Il mese di dicembre 2019 è stato tra i più caldi degli ultimi anni. E chi ha voglia di inverno e di neve dovrà aspettare ancora un po' perché fino a metà gennaio il quadro che si è venuto a creare in queste settimane sull'Europa e anche in Italia - alta pressione, scarse precipitazioni, temperature al di sopra della media - non muterà in maniera sostanziale.
A dirlo è Gabriele Curci, fisico, ricercatore del Dipartimento di Scienze Fisiche e Chimiche e del Cetemps, Università dell’Aquila.
Curci, il 25 dicembre, giorno di Natale, all’Aquila c’erano 16 gradi. Finora di inverno se n’è visto poco. Cosa sta accadendo?
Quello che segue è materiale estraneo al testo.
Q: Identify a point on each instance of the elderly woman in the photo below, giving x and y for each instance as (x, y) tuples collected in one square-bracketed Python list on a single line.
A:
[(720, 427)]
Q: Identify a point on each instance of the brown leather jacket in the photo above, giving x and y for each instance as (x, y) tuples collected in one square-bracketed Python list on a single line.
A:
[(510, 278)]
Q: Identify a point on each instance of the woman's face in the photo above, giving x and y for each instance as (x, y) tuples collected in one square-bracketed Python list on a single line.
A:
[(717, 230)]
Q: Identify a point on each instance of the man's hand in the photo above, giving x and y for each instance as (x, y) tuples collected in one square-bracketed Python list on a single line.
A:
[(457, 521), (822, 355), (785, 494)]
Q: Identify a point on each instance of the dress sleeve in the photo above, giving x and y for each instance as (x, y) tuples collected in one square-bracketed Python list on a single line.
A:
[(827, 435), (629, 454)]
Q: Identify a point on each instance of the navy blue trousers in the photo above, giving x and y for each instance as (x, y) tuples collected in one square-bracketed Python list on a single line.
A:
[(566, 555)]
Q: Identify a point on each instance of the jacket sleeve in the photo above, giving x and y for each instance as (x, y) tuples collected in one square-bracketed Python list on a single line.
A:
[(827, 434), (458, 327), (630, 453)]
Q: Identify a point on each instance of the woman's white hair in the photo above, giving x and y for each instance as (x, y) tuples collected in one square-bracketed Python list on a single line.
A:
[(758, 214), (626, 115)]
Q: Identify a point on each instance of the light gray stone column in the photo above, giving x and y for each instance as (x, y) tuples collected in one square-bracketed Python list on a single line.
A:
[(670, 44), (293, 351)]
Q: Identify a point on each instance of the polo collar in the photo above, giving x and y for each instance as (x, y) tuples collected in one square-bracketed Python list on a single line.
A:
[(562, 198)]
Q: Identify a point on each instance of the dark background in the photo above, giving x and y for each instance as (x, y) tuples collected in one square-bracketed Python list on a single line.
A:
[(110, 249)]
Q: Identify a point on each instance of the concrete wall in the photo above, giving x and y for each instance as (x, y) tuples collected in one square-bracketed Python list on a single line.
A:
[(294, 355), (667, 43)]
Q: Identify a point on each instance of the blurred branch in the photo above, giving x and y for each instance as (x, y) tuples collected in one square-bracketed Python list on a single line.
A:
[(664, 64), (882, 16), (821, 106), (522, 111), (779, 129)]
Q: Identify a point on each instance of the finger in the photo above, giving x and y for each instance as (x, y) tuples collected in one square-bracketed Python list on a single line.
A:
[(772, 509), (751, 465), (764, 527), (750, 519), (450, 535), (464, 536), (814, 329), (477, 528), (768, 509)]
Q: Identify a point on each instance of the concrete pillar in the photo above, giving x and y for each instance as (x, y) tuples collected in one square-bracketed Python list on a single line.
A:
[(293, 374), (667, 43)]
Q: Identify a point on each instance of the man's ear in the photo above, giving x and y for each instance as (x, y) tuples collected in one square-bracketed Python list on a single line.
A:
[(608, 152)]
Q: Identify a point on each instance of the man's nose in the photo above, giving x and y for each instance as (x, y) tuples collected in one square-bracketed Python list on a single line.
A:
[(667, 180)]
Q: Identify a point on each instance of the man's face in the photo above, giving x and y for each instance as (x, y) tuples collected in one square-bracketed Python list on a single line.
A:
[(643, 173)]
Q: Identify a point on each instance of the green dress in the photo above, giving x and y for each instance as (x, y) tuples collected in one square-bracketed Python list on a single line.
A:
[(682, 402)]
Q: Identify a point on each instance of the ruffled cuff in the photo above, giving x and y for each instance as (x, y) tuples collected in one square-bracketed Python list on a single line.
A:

Siamo di fronte a un’anomalia o è tutto regolare?
Guardando innanzitutto le medie mensili, si può vedere come il dicembre 2019 sia stato tra i più caldi degli ultimi anni, anche se non del tutto eccezionale. La temperatura media del mese di dicembre all'Aquila si aggira intorno ai 3.5°C e nel mese appena passato abbiamo avuto 5.3°C. Medie simili si sono avute anche nel 2011, 2009, 2004, 2002, solo per nominare anni recenti, ma in passato si sono avuti dicembre con medie oltre i 6°C ad esempio negli anni '50. Tuttavia, mentre fino agli anni '90 c'è stato un dicembre oltre i 5°C una volta ogni 10 anni circa, questa frequenza è raddoppiata negli ultimi venti anni.
Andando più nel dettaglio del periodo natalizio oggetto della domanda, temperature massime uguali o superiori a 16°C ci sono state, ma molto raramente. Dagli anni '70 ad oggi, ciò si è verificato nel 2009, 2000, 1983 e 1974. In generale, si può vedere come, nell'ultimo secolo, ci sia una tendenza all'aumento delle temperature sia massime che minime e a una diminuzione delle precipitazioni, sia a livello annuale che nella stagione invernale. La tendenza è particolarmente accentuata nei decenni più recenti, in cui si riscontrano in media la scomparsa di un giorno "freddo" e la comparsa di un giorno "caldo" all'anno.
Che effetti può avere un inverno troppo mite sugli equilibri ambientali?
Domanda molto complessa cui è difficile dare una risposta sintetica e definitiva. Ci sono molti aspetti già evidenziati sull'anticipo delle fioriture e sulla fenologia di piante e animali, sul ritiro dei ghiacciai e l'accumulo di risorse idriche, sul mutamento della popolazione degli insetti vettori di malattie infettive, per fare alcuni esempi. Ma dare un quadro e una visione completa dei variegati impatti delle succitate tendenze di temperatura e precipitazione risulta ancora molto laborioso. Certo è che, chi vive di attività legate ai cicli stagionali, come gli agricoltori, si è già reso conto da molto tempo dei cambiamenti in atto e sta già continuamente adattando le fasi di produzione ai mutamenti.
Il termine adattamento non è utilizzato a caso: quello che si sta cercando di capire è quanto la variabilità del tempo implicita nel clima cui siamo abituati stia variando localmente e quanto ci si aspetta varierà ancora nel prossimo futuro. E quanto la nostra società sarà in grado di reagire ai possibili mutamenti sia per far fronte a fattori potenzialmente negativi, sia per cogliere le nuove opportunità che potrebbero presentarsi (es. tipi di coltivazioni precedentemente non possibili in determinate aree).
Quali sono le previsioni per i prossimi giorni? Cosa dobbiamo aspettarci?
Da qui fino alla metà del mese non sembrano profilarsi grandi cambiamenti: l'alta pressione delle Azzorre in estensione fino all'Europa centrale appare in grado di resistere nella sua attuale configurazione senza ricevere particolare scossoni. Si attende una breve incursione di aria fredda tra domenica e lunedì, che non porterà precipitazioni significative, dopodiché le temperature torneranno su valori superiori alle medie del periodo, con tendenza a rientrare gradualmente nella norma verso la metà del mese.